The marketing authorisation holder is planning two studies: one to compare the risk of breast cancer in Mirena users with the risk in copper IUD users and users of other hormonal contraceptives and the other to compare the risk of uterine perforation in Mirena users with that in copper IUD users.
Dan Rogerson: To ask the Secretary of State for Health what contingency preparations his Department made for the possibility of a general election in autumn 2007; and what the costs were of those preparations. 
Dawn Primarolo: I refer the hon. Member to the reply given to him by the Minister for the Cabinet Office and Chancellor of the Duchy of Lancaster (Edward Miliband) on 15 October 2007, Official Report, column 823W.
Jenny Willott: To ask the Secretary of State for Health how many new (a) laptops, (b) mobile telephones and (c) personal digital assistant devices his Department bought for the use of departmental Ministers following each Cabinet reshuffle since 1997; and if he will make a statement. 

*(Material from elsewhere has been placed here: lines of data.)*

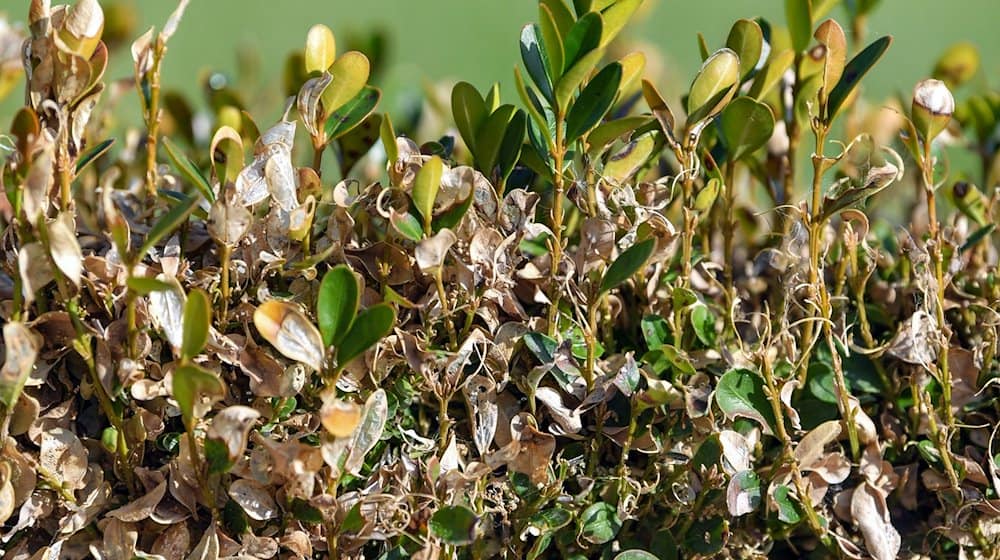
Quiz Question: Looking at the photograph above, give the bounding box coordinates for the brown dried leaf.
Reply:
[253,300,323,371]
[229,478,278,521]
[851,482,901,560]
[105,479,167,523]
[208,405,260,461]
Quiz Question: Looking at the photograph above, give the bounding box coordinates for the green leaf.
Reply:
[601,238,656,293]
[563,12,604,69]
[601,0,642,47]
[378,113,399,165]
[496,109,528,186]
[428,506,479,545]
[322,51,371,116]
[163,136,215,202]
[316,264,361,348]
[389,212,424,241]
[324,86,382,141]
[691,303,715,348]
[125,276,174,296]
[555,49,604,111]
[595,129,660,182]
[726,19,764,81]
[137,192,198,259]
[451,82,487,157]
[410,156,444,232]
[580,502,622,544]
[538,0,576,37]
[76,138,115,175]
[521,23,552,103]
[538,2,565,77]
[476,105,519,180]
[181,288,212,360]
[337,303,396,368]
[827,36,892,121]
[785,0,812,52]
[615,548,659,560]
[171,364,226,431]
[687,49,740,126]
[715,368,776,434]
[587,115,650,156]
[774,484,802,525]
[719,97,774,161]
[566,62,622,144]
[747,49,795,99]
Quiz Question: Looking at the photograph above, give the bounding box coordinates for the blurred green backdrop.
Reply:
[0,0,1000,128]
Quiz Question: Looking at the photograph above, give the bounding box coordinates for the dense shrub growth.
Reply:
[0,0,1000,560]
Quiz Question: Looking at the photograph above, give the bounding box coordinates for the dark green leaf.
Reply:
[325,86,382,140]
[715,369,776,434]
[451,82,487,157]
[429,506,479,545]
[566,62,622,144]
[521,23,553,102]
[316,264,361,348]
[580,502,622,544]
[181,288,212,360]
[563,12,604,69]
[163,136,215,202]
[337,303,396,368]
[827,36,892,121]
[601,238,656,293]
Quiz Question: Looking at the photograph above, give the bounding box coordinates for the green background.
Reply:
[0,0,1000,128]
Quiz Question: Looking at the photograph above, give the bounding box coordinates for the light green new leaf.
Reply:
[316,264,361,348]
[719,97,774,161]
[566,62,622,144]
[337,303,396,368]
[687,49,740,127]
[785,0,812,52]
[428,506,479,545]
[601,0,642,47]
[138,196,198,258]
[827,35,892,121]
[451,82,487,157]
[476,105,519,180]
[747,49,795,100]
[181,288,212,360]
[322,51,371,113]
[163,136,215,202]
[715,369,777,434]
[324,86,382,140]
[563,12,604,73]
[601,238,656,293]
[538,2,565,77]
[410,156,444,232]
[555,49,604,110]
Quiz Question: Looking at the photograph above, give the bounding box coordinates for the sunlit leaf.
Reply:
[566,62,622,143]
[253,300,323,371]
[601,239,656,293]
[316,264,361,347]
[715,369,776,434]
[337,303,396,368]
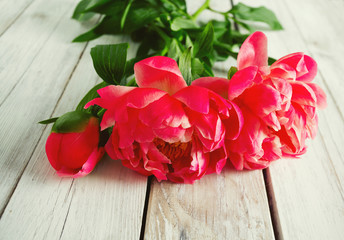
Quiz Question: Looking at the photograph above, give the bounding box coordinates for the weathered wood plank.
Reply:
[61,158,147,239]
[234,0,344,239]
[0,0,34,36]
[0,0,85,213]
[0,31,147,239]
[145,169,274,239]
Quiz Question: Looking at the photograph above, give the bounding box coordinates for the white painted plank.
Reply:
[0,0,85,213]
[0,21,147,239]
[61,157,147,239]
[145,168,274,240]
[0,0,34,36]
[0,0,96,106]
[235,0,344,239]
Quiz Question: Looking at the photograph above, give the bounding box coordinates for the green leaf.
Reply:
[121,0,133,30]
[75,82,107,112]
[227,66,238,79]
[167,39,182,61]
[194,22,214,58]
[91,43,129,84]
[51,111,92,133]
[179,47,192,85]
[191,58,205,79]
[73,1,159,42]
[72,0,96,21]
[229,3,283,30]
[171,17,198,31]
[38,118,58,124]
[268,57,277,65]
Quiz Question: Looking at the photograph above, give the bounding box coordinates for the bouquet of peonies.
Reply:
[45,32,326,183]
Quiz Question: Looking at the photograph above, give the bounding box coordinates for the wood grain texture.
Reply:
[234,0,344,239]
[0,31,147,239]
[0,0,34,36]
[145,169,274,239]
[0,0,90,213]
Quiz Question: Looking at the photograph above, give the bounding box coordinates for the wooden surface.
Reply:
[0,0,344,240]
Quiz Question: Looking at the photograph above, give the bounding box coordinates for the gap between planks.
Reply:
[262,168,284,240]
[0,39,88,219]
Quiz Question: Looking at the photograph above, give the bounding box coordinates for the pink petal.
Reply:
[271,52,317,82]
[291,82,317,106]
[173,86,209,114]
[139,95,190,128]
[242,84,282,118]
[206,147,227,174]
[134,56,187,95]
[238,32,268,70]
[308,83,327,109]
[126,88,167,108]
[57,148,105,178]
[228,66,262,100]
[222,102,244,140]
[191,77,229,99]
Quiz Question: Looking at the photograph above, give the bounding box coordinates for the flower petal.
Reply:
[271,52,317,82]
[228,66,262,100]
[57,148,105,178]
[134,56,187,95]
[308,83,327,109]
[173,86,209,114]
[238,32,268,70]
[191,77,229,99]
[291,82,317,107]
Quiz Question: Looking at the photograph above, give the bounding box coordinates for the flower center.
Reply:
[154,139,191,162]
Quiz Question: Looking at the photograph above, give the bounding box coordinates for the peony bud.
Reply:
[45,111,104,178]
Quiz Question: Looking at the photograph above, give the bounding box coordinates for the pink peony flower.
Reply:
[45,112,105,178]
[85,57,242,183]
[193,32,326,170]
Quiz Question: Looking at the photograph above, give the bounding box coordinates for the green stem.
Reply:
[208,7,228,16]
[191,0,210,20]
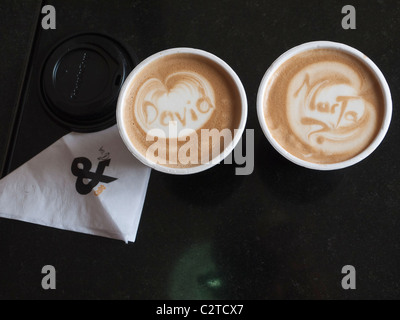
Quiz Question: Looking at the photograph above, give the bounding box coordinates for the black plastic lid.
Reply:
[41,34,135,132]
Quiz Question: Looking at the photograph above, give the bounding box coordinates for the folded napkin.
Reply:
[0,126,151,242]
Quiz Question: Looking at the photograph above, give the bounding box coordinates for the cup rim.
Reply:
[116,47,248,175]
[257,41,392,171]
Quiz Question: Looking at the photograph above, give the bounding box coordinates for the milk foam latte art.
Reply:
[134,71,215,138]
[117,48,247,174]
[286,61,376,158]
[258,41,391,170]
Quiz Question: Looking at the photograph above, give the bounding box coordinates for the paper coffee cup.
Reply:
[257,41,392,170]
[117,48,247,175]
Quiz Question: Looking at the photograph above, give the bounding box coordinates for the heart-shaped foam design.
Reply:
[286,61,377,154]
[135,71,215,138]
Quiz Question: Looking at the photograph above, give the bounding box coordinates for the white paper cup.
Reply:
[257,41,392,170]
[117,48,247,175]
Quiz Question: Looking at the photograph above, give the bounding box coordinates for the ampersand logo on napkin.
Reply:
[71,157,118,195]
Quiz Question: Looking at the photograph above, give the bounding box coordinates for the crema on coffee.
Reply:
[263,49,384,164]
[123,53,242,168]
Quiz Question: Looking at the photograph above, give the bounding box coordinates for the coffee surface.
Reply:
[264,49,384,164]
[124,53,241,167]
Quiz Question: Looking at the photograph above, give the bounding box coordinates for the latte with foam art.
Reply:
[122,52,243,169]
[263,49,384,164]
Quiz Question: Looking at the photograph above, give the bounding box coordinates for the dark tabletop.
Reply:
[0,0,400,299]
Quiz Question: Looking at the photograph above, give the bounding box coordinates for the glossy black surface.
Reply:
[0,0,400,299]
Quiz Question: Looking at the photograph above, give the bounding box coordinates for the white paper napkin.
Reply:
[0,126,151,242]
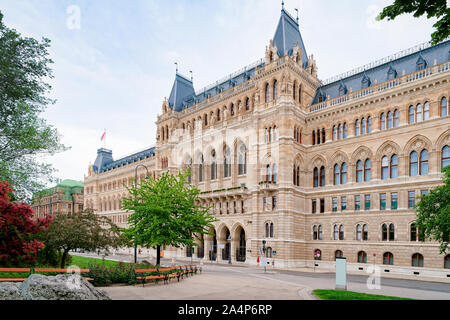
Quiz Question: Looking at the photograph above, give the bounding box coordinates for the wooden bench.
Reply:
[34,268,94,281]
[0,268,31,282]
[134,269,168,287]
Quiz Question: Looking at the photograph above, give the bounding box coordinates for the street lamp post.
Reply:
[134,164,149,263]
[227,235,231,264]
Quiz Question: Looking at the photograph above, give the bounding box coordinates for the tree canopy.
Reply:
[40,210,130,268]
[0,12,66,199]
[122,171,216,264]
[416,166,450,253]
[377,0,450,45]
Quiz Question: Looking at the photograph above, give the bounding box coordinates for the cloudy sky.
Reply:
[0,0,435,185]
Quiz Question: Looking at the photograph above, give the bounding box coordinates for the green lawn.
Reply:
[312,290,414,300]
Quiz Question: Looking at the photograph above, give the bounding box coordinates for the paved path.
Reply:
[72,255,450,300]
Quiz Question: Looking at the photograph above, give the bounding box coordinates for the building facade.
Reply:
[84,8,450,276]
[31,180,84,218]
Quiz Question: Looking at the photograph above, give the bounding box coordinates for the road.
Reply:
[71,254,450,300]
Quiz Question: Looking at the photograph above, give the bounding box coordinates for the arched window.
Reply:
[381,156,389,180]
[211,150,217,180]
[358,251,367,263]
[416,103,423,122]
[273,80,278,100]
[320,167,325,187]
[313,167,319,188]
[356,224,362,240]
[334,250,344,260]
[391,154,398,179]
[363,224,369,240]
[411,253,423,267]
[272,163,277,182]
[394,109,399,128]
[356,160,363,182]
[387,111,394,129]
[364,159,372,182]
[419,149,428,176]
[409,151,419,177]
[408,106,414,124]
[383,252,394,265]
[334,163,341,185]
[238,144,247,175]
[198,155,204,182]
[266,164,272,181]
[441,146,450,168]
[423,101,430,120]
[341,162,347,184]
[339,224,344,240]
[380,112,386,130]
[333,224,339,240]
[314,249,322,260]
[441,97,448,117]
[223,147,231,178]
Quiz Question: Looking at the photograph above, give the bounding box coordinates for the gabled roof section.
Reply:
[311,40,450,105]
[273,8,308,68]
[169,73,195,111]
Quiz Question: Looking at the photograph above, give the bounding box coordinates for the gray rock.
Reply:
[15,274,111,300]
[0,282,23,300]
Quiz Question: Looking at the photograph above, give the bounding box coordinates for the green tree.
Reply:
[39,210,130,268]
[415,166,450,253]
[377,0,450,45]
[122,171,216,265]
[0,12,66,199]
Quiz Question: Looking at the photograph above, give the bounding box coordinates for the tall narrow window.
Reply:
[441,146,450,168]
[380,112,386,130]
[420,149,428,176]
[408,106,414,124]
[320,167,325,187]
[423,101,430,120]
[394,109,399,128]
[441,97,448,117]
[364,159,372,182]
[356,160,363,182]
[387,111,394,129]
[391,154,398,179]
[381,156,389,180]
[334,164,341,185]
[416,103,423,122]
[273,80,278,100]
[341,162,347,184]
[409,151,419,177]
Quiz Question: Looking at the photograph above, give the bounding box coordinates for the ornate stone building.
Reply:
[31,180,84,218]
[84,9,450,277]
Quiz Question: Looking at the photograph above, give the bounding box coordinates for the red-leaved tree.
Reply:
[0,181,52,266]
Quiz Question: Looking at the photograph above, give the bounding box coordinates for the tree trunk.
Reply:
[61,249,69,269]
[156,244,161,266]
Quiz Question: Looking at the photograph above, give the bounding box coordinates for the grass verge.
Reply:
[312,289,414,300]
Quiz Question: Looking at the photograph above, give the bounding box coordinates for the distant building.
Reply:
[31,180,84,217]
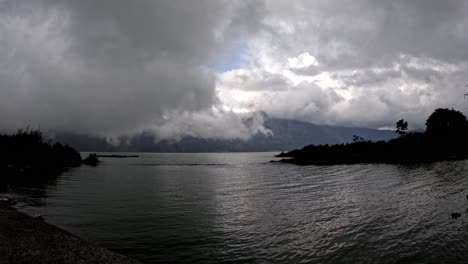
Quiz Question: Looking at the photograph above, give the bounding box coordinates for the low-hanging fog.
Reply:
[0,0,468,138]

The Department does not hold detailed records of laptops, mobile telephones and personal digital assistant (PDA) devices provided specifically to Ministers since 1997. However, the policy is to provide Ministers with one laptop, one mobile telephone, and one PDA each, where they have declared a requirement for such equipment. This equipment is usually new but may be re-allocated
equipment depending on age and condition of the device. When a Minister leaves the Department the equipment is returned for re-allocation.
Following this years Cabinet reshuffle, the six current Ministers have been allocated a total of five laptops, one mobile phone and four Blackberry devices which have dual mobile phone and PDA functionality. The team of Ministers before the reshuffle were allocated four laptops, five mobile phones and four Blackberry devices.